The projects deal with the application of homotopy methods to solving nonlinear equations describing transistors circuits and other nonlinear systems. Homotopy methods can be used when traditional methods for solving systems of nonlinear equations fail, are difficult to converge, and cannot find all the solutions. These methods are becoming a viable alternative to the existing options in circuit simulators where they can be used to resolve convergence difficulties in ``problem situations.''

The students are developing software implementations of new numerical algorithms for simulating analog electronic circuits such as flip-flops, Schmitt triggers, and oscillators. We are applying new numerical methods (called homotopies), which have been successfully used to solve nonlinear equations describing transistors circuits and other nonlinear systems. These algorithms can be used with the SPICE circuit simulator, or be implemented as stand alone packages with MATLAB.

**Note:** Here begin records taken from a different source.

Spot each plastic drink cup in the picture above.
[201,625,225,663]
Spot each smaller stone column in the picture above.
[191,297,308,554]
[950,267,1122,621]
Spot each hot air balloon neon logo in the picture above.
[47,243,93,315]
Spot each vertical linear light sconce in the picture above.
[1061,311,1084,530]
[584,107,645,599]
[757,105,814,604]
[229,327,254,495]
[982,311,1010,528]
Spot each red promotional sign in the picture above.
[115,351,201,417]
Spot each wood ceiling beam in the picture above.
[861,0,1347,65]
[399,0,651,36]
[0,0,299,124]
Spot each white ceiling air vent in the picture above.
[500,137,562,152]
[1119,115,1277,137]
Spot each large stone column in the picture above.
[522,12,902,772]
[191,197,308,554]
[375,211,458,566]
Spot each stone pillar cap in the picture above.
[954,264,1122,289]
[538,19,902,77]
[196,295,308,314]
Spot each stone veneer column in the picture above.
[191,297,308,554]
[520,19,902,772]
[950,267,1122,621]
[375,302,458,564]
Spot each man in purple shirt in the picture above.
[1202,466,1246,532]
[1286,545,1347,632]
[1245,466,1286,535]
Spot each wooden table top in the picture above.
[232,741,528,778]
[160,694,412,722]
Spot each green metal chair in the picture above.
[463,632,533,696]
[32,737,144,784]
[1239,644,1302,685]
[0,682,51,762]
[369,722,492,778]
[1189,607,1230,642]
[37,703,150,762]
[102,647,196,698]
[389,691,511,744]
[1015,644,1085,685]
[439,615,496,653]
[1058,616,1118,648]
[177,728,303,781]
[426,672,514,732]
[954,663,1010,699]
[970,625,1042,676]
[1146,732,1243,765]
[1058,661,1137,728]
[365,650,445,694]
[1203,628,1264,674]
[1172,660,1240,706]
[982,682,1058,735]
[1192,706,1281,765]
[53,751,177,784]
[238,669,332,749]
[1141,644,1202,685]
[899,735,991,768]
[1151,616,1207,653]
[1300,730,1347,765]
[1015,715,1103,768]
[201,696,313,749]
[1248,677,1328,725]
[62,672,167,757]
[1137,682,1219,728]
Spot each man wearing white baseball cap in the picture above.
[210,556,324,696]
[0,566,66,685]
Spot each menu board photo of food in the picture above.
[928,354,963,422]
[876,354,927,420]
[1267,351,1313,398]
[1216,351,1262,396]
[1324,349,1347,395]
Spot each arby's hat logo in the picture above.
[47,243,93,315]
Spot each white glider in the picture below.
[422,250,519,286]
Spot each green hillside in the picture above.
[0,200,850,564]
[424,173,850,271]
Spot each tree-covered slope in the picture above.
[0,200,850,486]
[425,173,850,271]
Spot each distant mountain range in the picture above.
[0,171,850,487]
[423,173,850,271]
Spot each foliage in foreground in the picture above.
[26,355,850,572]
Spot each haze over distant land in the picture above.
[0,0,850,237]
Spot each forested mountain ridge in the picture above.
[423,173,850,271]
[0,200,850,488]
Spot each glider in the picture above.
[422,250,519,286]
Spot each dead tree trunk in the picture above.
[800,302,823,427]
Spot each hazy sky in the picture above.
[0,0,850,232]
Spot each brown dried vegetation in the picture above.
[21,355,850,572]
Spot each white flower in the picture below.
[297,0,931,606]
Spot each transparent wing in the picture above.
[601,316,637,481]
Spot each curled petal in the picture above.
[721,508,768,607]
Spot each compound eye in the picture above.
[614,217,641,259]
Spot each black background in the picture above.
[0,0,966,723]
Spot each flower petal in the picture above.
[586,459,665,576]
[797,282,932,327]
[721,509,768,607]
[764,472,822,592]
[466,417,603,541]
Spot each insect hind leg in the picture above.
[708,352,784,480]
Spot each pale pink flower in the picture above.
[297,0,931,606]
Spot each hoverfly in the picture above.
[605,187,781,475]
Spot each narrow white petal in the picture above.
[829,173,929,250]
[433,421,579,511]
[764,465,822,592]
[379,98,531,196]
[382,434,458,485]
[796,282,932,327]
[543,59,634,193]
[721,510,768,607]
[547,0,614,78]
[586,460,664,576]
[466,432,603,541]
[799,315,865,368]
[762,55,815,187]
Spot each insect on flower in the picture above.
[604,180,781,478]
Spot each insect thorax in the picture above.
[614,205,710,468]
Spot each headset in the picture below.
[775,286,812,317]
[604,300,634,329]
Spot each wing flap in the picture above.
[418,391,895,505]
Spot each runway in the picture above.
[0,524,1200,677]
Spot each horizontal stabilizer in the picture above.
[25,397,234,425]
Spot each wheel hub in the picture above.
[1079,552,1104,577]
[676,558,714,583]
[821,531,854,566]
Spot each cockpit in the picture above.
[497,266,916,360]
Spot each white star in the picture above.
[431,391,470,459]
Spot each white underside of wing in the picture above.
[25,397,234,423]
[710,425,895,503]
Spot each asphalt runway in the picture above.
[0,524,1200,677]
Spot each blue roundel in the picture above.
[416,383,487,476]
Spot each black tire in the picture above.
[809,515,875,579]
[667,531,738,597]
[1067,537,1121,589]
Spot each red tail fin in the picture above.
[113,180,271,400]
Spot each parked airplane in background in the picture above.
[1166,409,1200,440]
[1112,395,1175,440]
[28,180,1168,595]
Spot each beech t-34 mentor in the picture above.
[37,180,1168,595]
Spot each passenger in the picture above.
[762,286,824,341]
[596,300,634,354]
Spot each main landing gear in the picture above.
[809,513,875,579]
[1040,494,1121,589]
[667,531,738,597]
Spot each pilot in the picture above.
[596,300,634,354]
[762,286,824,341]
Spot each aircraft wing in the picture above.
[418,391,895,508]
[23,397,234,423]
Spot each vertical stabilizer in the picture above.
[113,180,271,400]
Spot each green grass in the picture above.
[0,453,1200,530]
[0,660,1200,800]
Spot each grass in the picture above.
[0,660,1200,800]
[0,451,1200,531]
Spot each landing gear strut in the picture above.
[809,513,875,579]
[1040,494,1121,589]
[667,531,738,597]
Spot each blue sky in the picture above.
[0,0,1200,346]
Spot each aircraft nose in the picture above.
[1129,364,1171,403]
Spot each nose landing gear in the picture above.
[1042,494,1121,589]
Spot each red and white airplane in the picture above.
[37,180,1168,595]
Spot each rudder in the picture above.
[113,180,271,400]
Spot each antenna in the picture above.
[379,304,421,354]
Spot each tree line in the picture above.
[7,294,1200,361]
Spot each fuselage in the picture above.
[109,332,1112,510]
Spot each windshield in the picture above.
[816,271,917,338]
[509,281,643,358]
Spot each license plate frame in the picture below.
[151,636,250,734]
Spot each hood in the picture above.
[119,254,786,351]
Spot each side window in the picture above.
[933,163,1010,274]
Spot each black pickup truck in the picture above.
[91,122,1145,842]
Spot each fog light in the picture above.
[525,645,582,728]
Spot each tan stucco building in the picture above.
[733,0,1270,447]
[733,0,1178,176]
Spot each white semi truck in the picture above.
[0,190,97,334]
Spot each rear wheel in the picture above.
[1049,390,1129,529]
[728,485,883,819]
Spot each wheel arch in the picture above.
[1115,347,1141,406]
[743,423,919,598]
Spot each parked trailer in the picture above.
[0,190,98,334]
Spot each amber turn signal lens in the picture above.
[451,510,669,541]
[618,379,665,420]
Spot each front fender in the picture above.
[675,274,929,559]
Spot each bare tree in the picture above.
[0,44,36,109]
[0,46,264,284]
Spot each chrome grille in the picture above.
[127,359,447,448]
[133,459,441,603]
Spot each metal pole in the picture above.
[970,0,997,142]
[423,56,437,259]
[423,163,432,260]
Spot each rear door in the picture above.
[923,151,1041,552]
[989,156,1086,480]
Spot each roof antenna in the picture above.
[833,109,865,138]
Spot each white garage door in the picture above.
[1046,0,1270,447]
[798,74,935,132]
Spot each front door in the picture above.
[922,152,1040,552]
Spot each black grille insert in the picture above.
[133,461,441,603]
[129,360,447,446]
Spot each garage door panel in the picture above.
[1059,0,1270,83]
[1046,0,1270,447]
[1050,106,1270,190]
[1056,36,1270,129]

Fall'97 URO: Willy Horia worsk on developing a MATLAB Toolbox for solving nonlinear equations using homotopies.

Summer'97 CRA Distributed Mentor Project: Andria Dyess from the University of Alabama is working on MATLAB functions for solving transistor circuit equations. Project report.

Summer'97: Ashish Agarwal is solving polynomial equations that describe chemical reactions by using homotopy methods.

Spring'97 URO: William Horia is using MATLAB to solve circuit equations using homotopy routines.

Fall'96 URO: Edward Chan developed a parser that can read SPICE input and create nodal and modified nodal equations suitable for MATLAB.

Recently, there has been growing interest in the area of signal-adaptive systems system, such as quadrature-mirror filter banks. Adaptivity is obtained by designing filter banks that match the statistics of the input signal, by maximizing the coding gain of the system. Methods used in the literature for numerical solution of such problems include quasi-Newton methods, the ring algorithm (a coordinate-descent scheme), and multi-start algorithms.

We investigated the use of new algorithms, known as continuation (homotopy) methods in the design of such filter banks. These methods have been increasingly used for solving a variety of nonlinear problems in fluid dynamics, structural mechanics, systems identification, and circuit theory. They are popular in mathematical programming and are globally convergent provided certain conditions are satisfied by the system's equations. Moreover, they yield all the solutions to the nonlinear system.

Fall'96: Almudena Ordonez used homotopies and MATLAB to find coefficients of digital filter banks.